Magkos and colleagues carried out a study on a small number of MONW subjects. The study found that small amount of weight loss, approximately 7 pounds on average, had multiple beneficial effects, not only on total body fat but also on visceral fat (intra-abdominal or belly fat) and liver ectopic fat; it also improved various metabolic parameters like plasma insulin, triglycerides and total cholesterol. However, even though diet-induced weight loss was effective in treating metabolic dysfunction in MONW individuals, “even small amounts of weight loss may not be a feasible or optimal recommendation, especially in older MONW subjects.
Exercise, whether you are metabolically healthy or unhealthy, will improve your metabolic health. In addition, it is evident that exercise in sufficient amounts can lead to a substantial decrease in body weight, total body fat and visceral fat (intra-abdominal or belly fat). Additionally, there is evidence to support a dose-response relationship between exercise amount and these. i.e. more exercise leads to additional benefits. However, exercise has not been shown to cause a ‘preferential’ reduction of visceral fat (intra-abdominal or belly fat). To derive optimum benefits, exercise program must encompass all components of physical fitness, including strength training and should follow principles of exercise prescription. After all ‘exercise is medicine’. I will cover components of physical fitness and principles of exercise prescription in my subsequent post.
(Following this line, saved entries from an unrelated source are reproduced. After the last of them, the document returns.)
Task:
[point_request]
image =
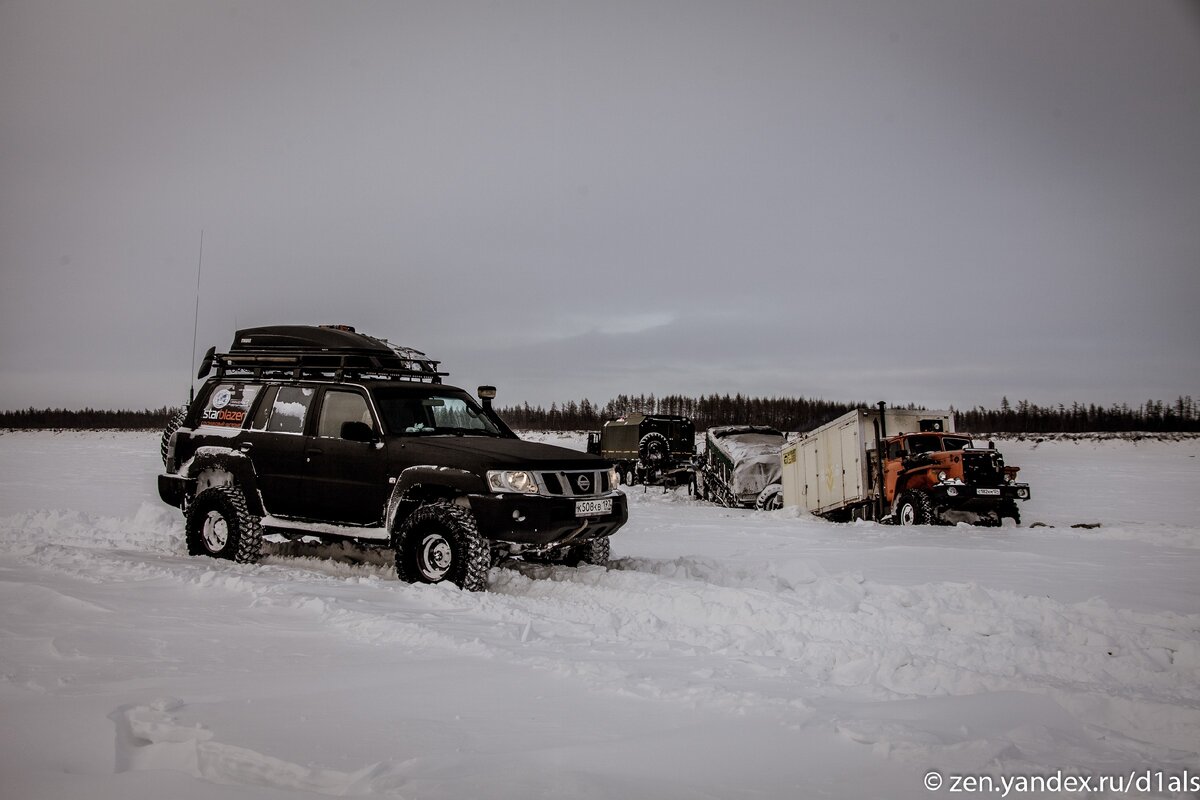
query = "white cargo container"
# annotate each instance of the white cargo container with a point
(833, 470)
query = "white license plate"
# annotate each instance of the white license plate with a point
(593, 507)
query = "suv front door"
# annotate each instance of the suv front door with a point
(276, 447)
(348, 479)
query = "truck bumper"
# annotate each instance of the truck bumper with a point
(978, 498)
(539, 519)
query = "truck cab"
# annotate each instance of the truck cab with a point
(936, 476)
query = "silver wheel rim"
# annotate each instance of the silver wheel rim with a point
(216, 531)
(436, 558)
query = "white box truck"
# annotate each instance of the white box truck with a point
(928, 473)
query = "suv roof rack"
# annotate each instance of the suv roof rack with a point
(328, 352)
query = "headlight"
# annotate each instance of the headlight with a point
(520, 481)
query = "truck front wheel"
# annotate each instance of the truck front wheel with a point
(771, 498)
(441, 542)
(916, 509)
(220, 524)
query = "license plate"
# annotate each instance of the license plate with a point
(593, 507)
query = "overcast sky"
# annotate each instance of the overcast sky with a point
(931, 202)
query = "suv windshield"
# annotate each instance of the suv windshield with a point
(406, 413)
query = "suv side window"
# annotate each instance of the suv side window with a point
(341, 407)
(289, 409)
(264, 409)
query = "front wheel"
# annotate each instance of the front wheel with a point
(441, 542)
(916, 509)
(771, 498)
(220, 524)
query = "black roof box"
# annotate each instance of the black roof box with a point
(305, 337)
(335, 352)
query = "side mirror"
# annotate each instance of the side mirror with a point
(207, 364)
(358, 432)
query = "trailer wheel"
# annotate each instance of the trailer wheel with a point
(916, 509)
(771, 498)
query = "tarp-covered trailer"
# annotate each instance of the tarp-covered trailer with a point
(833, 470)
(741, 462)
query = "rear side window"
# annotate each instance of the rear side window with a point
(289, 409)
(228, 404)
(341, 407)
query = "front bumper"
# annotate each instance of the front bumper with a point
(540, 519)
(978, 498)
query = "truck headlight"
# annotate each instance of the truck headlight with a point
(513, 480)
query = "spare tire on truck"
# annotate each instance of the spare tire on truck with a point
(653, 447)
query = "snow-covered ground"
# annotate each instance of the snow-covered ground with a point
(721, 654)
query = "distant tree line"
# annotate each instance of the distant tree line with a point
(783, 413)
(804, 414)
(1153, 416)
(89, 417)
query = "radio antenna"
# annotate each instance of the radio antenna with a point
(196, 322)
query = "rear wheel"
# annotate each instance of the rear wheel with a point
(916, 509)
(441, 542)
(220, 524)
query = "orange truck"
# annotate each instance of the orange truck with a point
(903, 467)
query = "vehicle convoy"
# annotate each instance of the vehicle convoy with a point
(652, 449)
(323, 432)
(742, 467)
(898, 465)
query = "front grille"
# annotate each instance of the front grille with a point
(983, 468)
(576, 482)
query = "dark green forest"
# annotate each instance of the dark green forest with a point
(783, 413)
(804, 414)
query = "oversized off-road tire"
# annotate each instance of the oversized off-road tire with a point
(173, 423)
(439, 542)
(771, 498)
(220, 524)
(653, 449)
(915, 509)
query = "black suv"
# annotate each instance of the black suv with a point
(321, 431)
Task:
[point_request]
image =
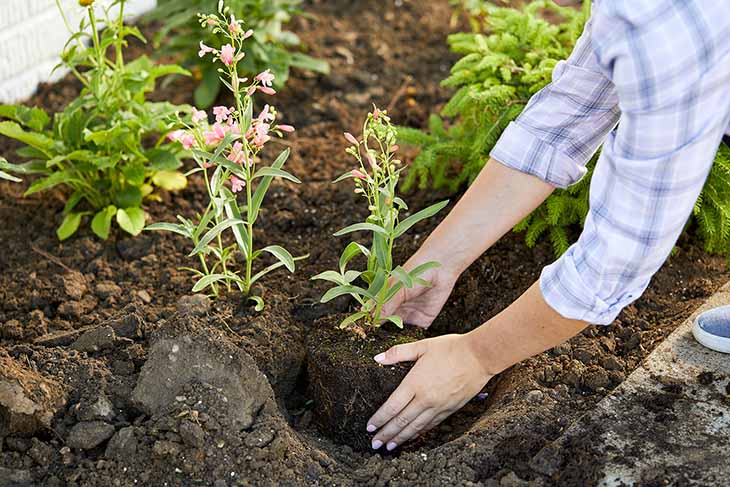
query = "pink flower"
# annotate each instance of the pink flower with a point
(204, 49)
(372, 161)
(237, 154)
(261, 134)
(176, 135)
(221, 113)
(266, 77)
(237, 184)
(199, 115)
(227, 53)
(214, 136)
(188, 141)
(351, 138)
(266, 115)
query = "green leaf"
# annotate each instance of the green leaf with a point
(352, 249)
(330, 276)
(396, 320)
(131, 220)
(282, 254)
(33, 139)
(102, 221)
(162, 160)
(338, 291)
(403, 277)
(128, 197)
(360, 227)
(213, 233)
(277, 173)
(259, 303)
(69, 225)
(353, 318)
(170, 180)
(263, 187)
(406, 224)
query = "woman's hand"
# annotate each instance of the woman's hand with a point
(447, 374)
(420, 305)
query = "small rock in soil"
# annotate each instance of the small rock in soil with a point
(89, 434)
(192, 434)
(99, 407)
(28, 400)
(74, 284)
(95, 340)
(15, 478)
(195, 305)
(106, 289)
(123, 445)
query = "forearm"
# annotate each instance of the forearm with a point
(527, 327)
(499, 198)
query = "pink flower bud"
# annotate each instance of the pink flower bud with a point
(351, 138)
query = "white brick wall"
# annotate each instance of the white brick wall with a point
(32, 35)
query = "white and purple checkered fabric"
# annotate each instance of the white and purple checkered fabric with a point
(650, 79)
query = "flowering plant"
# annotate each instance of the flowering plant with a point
(227, 154)
(269, 47)
(377, 180)
(95, 145)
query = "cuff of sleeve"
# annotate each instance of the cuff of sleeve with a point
(520, 149)
(565, 291)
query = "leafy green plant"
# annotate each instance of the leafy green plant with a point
(228, 155)
(509, 57)
(377, 180)
(105, 145)
(270, 46)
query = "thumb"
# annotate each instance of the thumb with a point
(408, 352)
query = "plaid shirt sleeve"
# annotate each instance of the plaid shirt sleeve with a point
(662, 70)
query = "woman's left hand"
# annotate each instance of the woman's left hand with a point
(447, 374)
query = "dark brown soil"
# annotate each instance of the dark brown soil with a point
(96, 317)
(345, 383)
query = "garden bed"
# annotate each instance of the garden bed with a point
(102, 320)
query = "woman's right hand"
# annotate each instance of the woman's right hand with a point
(420, 305)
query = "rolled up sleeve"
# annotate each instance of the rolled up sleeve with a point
(653, 166)
(564, 123)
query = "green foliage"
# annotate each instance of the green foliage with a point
(377, 180)
(270, 47)
(97, 145)
(228, 154)
(509, 57)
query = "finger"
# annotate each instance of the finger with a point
(397, 424)
(414, 428)
(408, 352)
(396, 403)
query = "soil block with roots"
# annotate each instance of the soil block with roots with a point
(345, 383)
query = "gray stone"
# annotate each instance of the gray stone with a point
(123, 445)
(192, 434)
(95, 340)
(97, 408)
(15, 478)
(89, 434)
(195, 305)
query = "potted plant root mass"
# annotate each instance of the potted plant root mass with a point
(346, 384)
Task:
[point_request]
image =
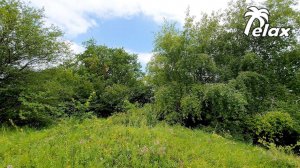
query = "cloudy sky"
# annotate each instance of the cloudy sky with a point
(120, 23)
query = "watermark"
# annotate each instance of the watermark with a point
(264, 29)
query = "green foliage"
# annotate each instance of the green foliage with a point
(25, 43)
(256, 89)
(115, 76)
(275, 127)
(103, 143)
(61, 93)
(191, 108)
(136, 117)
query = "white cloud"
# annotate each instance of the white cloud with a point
(76, 48)
(144, 58)
(76, 16)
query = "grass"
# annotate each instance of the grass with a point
(107, 143)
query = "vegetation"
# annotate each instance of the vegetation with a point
(207, 76)
(107, 143)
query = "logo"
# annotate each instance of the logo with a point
(264, 29)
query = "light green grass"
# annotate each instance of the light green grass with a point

Choose a balanced diet that helps you achieve and maintain a healthy weight. Healthy eating entails not just focussing on the quantity but also on the quality of calories consumed. Healthy eating plays an important role in reducing the risk of lifestyle diseases and death in MONW individuals.
Do not smoke
In my post “What is obesity – is it merely about BMI” I had pointed out that smoking is responsible for the ‘preferential’ accumulation of visceral fat (intra-abdominal or belly fat). The more you smoke, the more likely you are to store fat in your abdomen.
Normal weight doesn’t always equal healthy weight. As our understanding of adipose tissue has evolved, newer phenotypes of obesity – Normal Weight Obesity and MONW have been identified. Using the term ‘normal weight obesity’ is really a way of being more precise about the changing conceptualisation of obesity, because the real definition of obesity is ‘excess body fat’. However, because of the limited obesity classification, which is solely based on BMI, individuals with normal weight obesity are seldom identified through routine healthcare. Given that excessive body fat is associated with a higher risk of cardiovascular diseases ( disease conditions related to the heart and blood vessels such as heart attack, stroke, heart failure etc) and other associated health conditions, accurate and timely diagnosis of normal weight obesity is paramount. Also, in the light of a lack of consensus, there is an urgent need to establish appropriate diagnostic criteria for normal weight obesity.